Product Safety in Australia

Product safety in Australia

Under the Australian Consumer Law (ACL), which took effect on 1 January 2011, Australia now has a national product safety system.

The Australian Government is able to:

·  issue safety warning notices

·  ban products, either temporarily or permanently

·  impose mandatory safety standards

·  issue compulsory recall notices, requiring businesses to recall a product

·  impose information standards, requiring that certain information about a product be provided to consumers before or at the time of purchase.

The national product safety system covers consumer goods, which are intended to be or are likely to be for personal, domestic or household use. It also covers product-related services including the installation, maintenance, repair, cleaning, assembly or delivery of consumer goods.

It’s important to note that suppliers are responsible for ensuring the safety of their products.

Mandatory standards

Mandatory standards are introduced when considered reasonably necessary to prevent or reduce the risk of injury to a person. A consumer good or product-related service subject to a mandatory standard must meet particular safety criteria before it can be sold in Australia.

A mandatory standard for a consumer product can specify:

·  the way the product is made

·  what it contains

·  how it works

·  what tests it needs to pass

·  whether any warnings, instructions or information need to accompany the product.

A mandatory standard for a product-related service can specify:

·  how the services are supplied

·  the skills or qualifications of a person supplying the service

·  the materials used

·  the tests these materials must pass.

Some consumer goods or product-related services are subject to a mandatory information standard which requires that certain information is provided with the product. For example, information standards apply to ingredient labelling for cosmetics and care labelling for clothing and textile products.

All mandatory safety standards and information standards are listed on the Product Safety Australia website at

Voluntary standards

There are many voluntary standards in place in Australia. Standards are published documents setting out specifications and procedures designed to ensure products, services and systems are safe, reliable and consistently perform as intended.

In many cases when a government decides to develop a mandatory standard, a voluntary standard already exists. A voluntary standard often exists where experts have already identified ways to address the safety problem. Where this is the case, the Australian Government may mandate all or part of the voluntary standard.

There are two key differences between voluntary and mandatory standards:

·  It is legal to supply products in Australia that do not meet voluntary Australian standards, while mandatory standards are law and there are penalties and consequences for supplying products that do not comply with them.

·  While Australian voluntary standards may address a range of issues that are not safety related, mandatory standards only address essential safety features.

To obtain copies of Australian/New Zealand standards, contact SAI Global on 131242 or visit the SAI Global website at


Bans can be placed on consumer goods or product-related services if there is evidence of a risk of serious injury, illness or death associated with the goods or services.

A ban can be interim (temporary) or permanent.
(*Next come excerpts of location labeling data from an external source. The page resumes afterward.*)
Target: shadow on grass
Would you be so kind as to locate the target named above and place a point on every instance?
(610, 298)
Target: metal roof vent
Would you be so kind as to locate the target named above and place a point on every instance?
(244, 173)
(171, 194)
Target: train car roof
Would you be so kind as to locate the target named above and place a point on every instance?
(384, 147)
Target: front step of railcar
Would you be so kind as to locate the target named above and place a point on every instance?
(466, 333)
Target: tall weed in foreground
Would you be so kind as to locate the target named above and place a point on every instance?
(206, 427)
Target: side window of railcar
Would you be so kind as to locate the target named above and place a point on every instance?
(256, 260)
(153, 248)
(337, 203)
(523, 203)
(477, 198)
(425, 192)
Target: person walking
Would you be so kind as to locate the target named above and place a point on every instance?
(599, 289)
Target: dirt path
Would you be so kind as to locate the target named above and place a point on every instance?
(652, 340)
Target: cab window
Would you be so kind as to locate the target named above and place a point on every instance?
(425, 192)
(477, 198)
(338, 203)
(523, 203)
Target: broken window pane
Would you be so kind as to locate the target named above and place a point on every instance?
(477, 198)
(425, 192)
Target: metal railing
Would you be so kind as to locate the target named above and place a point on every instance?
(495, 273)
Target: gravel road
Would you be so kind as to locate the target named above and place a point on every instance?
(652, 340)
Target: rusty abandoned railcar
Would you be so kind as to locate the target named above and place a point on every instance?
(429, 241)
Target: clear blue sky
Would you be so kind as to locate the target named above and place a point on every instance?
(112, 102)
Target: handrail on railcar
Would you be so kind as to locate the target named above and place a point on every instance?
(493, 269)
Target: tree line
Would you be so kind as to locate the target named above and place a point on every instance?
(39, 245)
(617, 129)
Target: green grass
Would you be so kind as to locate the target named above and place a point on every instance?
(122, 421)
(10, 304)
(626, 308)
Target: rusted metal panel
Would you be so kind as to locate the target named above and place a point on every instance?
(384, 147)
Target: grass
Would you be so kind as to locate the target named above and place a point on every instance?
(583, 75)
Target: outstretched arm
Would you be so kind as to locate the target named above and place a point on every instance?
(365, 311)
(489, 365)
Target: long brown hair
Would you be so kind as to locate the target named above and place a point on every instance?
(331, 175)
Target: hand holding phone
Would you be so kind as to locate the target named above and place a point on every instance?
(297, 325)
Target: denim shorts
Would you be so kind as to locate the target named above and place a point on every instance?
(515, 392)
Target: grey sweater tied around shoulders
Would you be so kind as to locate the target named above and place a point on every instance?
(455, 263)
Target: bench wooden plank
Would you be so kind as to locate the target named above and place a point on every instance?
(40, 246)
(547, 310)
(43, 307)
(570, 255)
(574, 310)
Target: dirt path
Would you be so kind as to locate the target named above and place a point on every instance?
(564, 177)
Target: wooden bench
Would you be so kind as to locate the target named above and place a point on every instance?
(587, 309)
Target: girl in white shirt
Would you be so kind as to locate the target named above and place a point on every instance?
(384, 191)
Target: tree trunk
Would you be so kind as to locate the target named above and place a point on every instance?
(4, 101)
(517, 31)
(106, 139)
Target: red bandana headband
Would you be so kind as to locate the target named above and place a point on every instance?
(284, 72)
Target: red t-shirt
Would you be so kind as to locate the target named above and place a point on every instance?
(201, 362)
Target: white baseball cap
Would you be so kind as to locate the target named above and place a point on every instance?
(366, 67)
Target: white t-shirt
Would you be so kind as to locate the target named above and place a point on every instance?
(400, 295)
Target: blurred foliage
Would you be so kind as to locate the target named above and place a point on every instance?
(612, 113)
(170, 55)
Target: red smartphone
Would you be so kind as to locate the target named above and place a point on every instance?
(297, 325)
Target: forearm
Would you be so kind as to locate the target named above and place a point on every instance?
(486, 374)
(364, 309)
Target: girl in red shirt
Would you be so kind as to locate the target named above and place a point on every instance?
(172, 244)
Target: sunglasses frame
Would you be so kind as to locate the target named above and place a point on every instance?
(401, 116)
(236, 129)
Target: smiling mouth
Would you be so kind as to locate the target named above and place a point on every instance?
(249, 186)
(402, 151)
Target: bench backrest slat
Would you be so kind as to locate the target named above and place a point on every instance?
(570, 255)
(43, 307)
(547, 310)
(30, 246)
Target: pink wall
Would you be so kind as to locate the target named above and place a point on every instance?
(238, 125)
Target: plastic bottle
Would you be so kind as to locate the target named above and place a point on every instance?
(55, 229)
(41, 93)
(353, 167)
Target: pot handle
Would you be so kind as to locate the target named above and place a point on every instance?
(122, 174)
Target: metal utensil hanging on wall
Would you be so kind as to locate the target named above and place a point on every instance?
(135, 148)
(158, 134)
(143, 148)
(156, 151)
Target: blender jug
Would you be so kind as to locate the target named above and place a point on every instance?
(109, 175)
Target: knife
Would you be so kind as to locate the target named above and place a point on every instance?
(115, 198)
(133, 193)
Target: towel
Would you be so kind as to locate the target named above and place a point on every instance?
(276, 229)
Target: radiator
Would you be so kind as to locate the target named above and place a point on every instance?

A ban on a consumer good makes it unlawful for anyone, in trade or commerce, to:

·  supply it

·  offer to supply it

·  manufacture it

·  possess it

·  have control of it.

A ban on a product-related service makes it unlawful for anyone, in trade or commerce, to supply or offer to supply that service.

All bans are listed on the Product Safety Australia website at

Safety warning notices

A safety warning notice can be issued to warn the public that a good or service is under investigation or poses a safety risk.

The safety warning notice will:

·  state certain goods or product-related services are under investigation to determine whether they may injure someone, and/or

·  warn of possible risks in using the goods or product-related services.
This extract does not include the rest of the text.